En approfondissant leurs recherches, les chercheurs ont découvert un marqueur sanguin lié à la santé de la barrière cérébrale. Ce marqueur, la sélectine E soluble, est une molécule inflammatoire que l’on trouve en plus forte concentration dans le sang des souris femelles stressées. Il est également présent dans les échantillons de sang des femmes souffrant de dépression, mais pas chez les hommes.

“Aujourd’hui, la dépression est encore diagnostiquée par des questionnaires”, a déclaré Ménard. “Notre groupe est le premier à montrer l’importance de la santé neurovasculaire dans la dépression et à suggérer l’E-sélectine soluble comme biomarqueur de la dépression. Elle pourrait potentiellement être utilisée pour dépister et diagnostiquer la dépression. Elle pourrait également être utilisée pour mesurer l’efficacité des traitements existants ou en cours de développement. Mais d’abord, des études cliniques à grande échelle devront être menées pour confirmer la fiabilité du biomarqueur. Ces percées n’auraient pas été possibles sans les personnes et les familles qui font des dons à la Banque de cerveaux Douglas Bell Canada et à la Banque de signatures de Montréal.”
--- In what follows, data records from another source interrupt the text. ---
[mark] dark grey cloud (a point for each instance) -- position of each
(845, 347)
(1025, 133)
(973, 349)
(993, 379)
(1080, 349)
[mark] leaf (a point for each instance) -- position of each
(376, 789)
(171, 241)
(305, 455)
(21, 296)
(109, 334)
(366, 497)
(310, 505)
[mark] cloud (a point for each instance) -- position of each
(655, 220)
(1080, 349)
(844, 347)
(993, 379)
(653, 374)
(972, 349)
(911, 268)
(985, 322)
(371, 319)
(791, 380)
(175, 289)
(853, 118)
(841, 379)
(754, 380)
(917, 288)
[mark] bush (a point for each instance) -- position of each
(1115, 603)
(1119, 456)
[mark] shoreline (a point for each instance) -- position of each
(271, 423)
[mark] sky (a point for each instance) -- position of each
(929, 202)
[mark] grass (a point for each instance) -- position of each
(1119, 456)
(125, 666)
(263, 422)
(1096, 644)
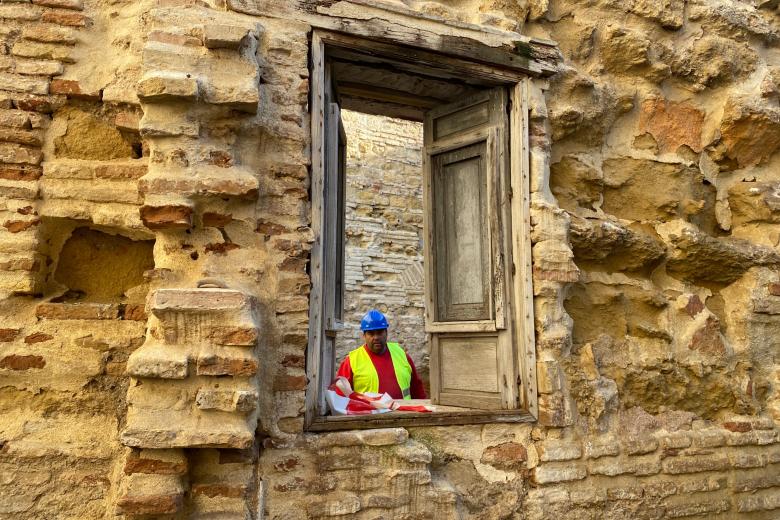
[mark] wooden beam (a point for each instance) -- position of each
(434, 61)
(520, 55)
(407, 419)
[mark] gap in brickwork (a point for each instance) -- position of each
(384, 232)
(98, 266)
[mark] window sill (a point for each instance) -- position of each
(442, 416)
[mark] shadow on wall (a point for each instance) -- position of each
(96, 266)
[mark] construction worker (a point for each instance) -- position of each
(379, 366)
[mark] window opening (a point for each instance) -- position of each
(447, 282)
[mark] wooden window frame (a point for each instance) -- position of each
(517, 85)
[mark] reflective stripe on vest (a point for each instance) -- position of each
(365, 377)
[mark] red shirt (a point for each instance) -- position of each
(383, 363)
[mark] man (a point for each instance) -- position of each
(379, 366)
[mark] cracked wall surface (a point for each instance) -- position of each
(182, 127)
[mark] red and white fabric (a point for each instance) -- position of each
(342, 400)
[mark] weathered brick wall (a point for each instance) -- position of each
(655, 225)
(384, 247)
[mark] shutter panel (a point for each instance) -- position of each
(473, 361)
(333, 230)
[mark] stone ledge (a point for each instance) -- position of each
(156, 462)
(226, 361)
(143, 494)
(147, 432)
(159, 361)
(197, 300)
(241, 401)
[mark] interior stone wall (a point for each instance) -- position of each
(654, 213)
(384, 237)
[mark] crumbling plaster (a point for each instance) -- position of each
(653, 154)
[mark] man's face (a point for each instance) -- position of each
(376, 340)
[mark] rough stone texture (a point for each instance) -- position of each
(384, 257)
(654, 213)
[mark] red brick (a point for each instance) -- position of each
(182, 3)
(17, 226)
(240, 336)
(219, 490)
(707, 339)
(221, 248)
(37, 337)
(174, 39)
(42, 104)
(220, 158)
(128, 120)
(121, 171)
(233, 456)
(15, 119)
(17, 362)
(20, 172)
(20, 264)
(19, 11)
(214, 365)
(694, 306)
(505, 456)
(216, 219)
(49, 33)
(694, 464)
(72, 89)
(286, 383)
(8, 334)
(77, 311)
(135, 312)
(17, 154)
(738, 426)
(16, 135)
(135, 464)
(270, 228)
(63, 17)
(294, 361)
(150, 504)
(166, 217)
(65, 4)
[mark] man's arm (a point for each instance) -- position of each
(416, 387)
(345, 370)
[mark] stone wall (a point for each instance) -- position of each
(384, 248)
(182, 127)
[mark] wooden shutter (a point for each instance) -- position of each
(327, 257)
(473, 358)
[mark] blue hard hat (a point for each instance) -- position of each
(373, 320)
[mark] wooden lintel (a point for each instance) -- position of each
(415, 45)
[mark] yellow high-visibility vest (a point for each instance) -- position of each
(364, 374)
Référence : “Vascular and blood-brain barrier-related changes underlie stress responses and resilience in female mice and depression in human tissue” par Laurence Dion-Albert, Alice Cadoret, Ellen Doney, Fernanda Neutzling Kaufmann, Katarzyna A. Dudek, Beatrice Daigle, Lyonna F. Parise, Flurin Cathomas, Nalia Samba, Natalie Hudson, Manon Lebel, Signature Consortium, Matthew Campbell, Gustavo Turecki, Naguib Mechawar et Caroline Menard, 10 janvier 2022, Nature Communications.
DOI: 10.1038/s41467-021-27604-x

En plus de Caroline Ménard, les coauteurs de l’article publié dans Nature Communications sont Laurence Dion-Albert, Alice Cadoret, Ellen Doney, Fernanda Neutzling Kaufmann, Katarzyna A. Dudek, Béatrice Daigle, et Manon Lebel (Université Laval et Centre de recherche sur le cerveau CERVO) ; Lyonna F. Parise et Flurin Cathomas (Icahn School of Medicine at Mount Sinai) ; Nalia Samba (Sorbonne) ; Natalie Hudson et Matthew Campbell (Trinity College Dublin) ; Gustavo Turecki et Naguib Mechawar (Université McGill) ; Consortium Signature de l’Institut universitaire en santé mentale de Montréal.